How to Deal with Parental Alienation
Have you heard of Parental Alienation Syndrome (PAS)? It’s when one parent tries to turn the children against the other. In most cases, the alienating parent is the mother, but maybe in your family you’re the one who’s being alienated. Here is an article from All Pro Dad about PAS. I hope it can start a conversation here and in your home.
By far, one of the greatest hardships parents could ever undergo is to be alienated from their children. Parental Alienation Syndrome (PAS), when one parent tries to turn the children against the other parent, is a very real problem and can be quite tricky to prove and navigate. Although PAS usually occurs after the dissolution of a marriage or relationship, it is possible in two-parent homes, too.
Regardless of how it is initiated, there are a few practical steps if you and your children are being alienated from each other. You can and should use them immediately.
1. Know what’s going on.
Parental Alienation Syndrome is a mental condition and the alienating parent quite often does not realize (and sometimes does not care about) the repercussions. Know you cannot change the other person. Educate yourself about PAS for greater clarity and to gain a better understanding of what you are up against.
2. Don’t blame the children.
Instead, love them. Children who are involved in Parental Alienation Syndrome are almost always manipulated into believing lies about the alienated parent. Their hearts are still telling them to love that parent, but exterior voices are saying differently. This can be quite traumatic and confusing for children—all the more reason they need you to be there for them in the days ahead.
Children who are involved in Parental Alienation Syndrome are almost always manipulated into believing lies about the alienated parent.
3. Work on yourself.
Though being separated from your children may be one of the worst seasons you’ve ever had to endure, if you are not careful, being knocked off course can eventually lead to greater self-destruction. Surround yourself with safeguards such as a strong faith community, a support system, personal health and wellness, and counseling. Use this time to build a stronger foundation than you’ve ever had before.
4. Keep parenting.
If you are able to communicate with your children, affirm them continually with your love—verbally and through your actions.

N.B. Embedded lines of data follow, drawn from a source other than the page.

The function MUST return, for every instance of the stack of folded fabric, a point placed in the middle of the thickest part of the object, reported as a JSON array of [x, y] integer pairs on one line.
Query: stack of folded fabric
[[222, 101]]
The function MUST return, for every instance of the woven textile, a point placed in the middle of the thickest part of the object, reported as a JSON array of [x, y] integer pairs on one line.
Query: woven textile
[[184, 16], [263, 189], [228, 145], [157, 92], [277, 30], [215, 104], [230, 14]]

Don’t let them see the side that may want to retaliate. Instead, continue to parent as you would any other time. If you are not able to see or communicate with your children, stay invested anyway. Love them however you can, such as by attending their school conferences (even if it’s at a different time than the other parent) or attending their extracurricular events, and so on—anything that tells them they are a priority.
When caught in the thick of PAS, there is no easy solution. The intensity, duration, and long-term effects can be demoralizing if you’re not properly equipped through the struggle. I encourage anyone experiencing PAS to get the facts and necessary help to guard your family. Most of all, stay encouraged. There is always hope. And your children are worth every bit of effort you put into making it through.
Have you ever experienced PAS? How did you handle it?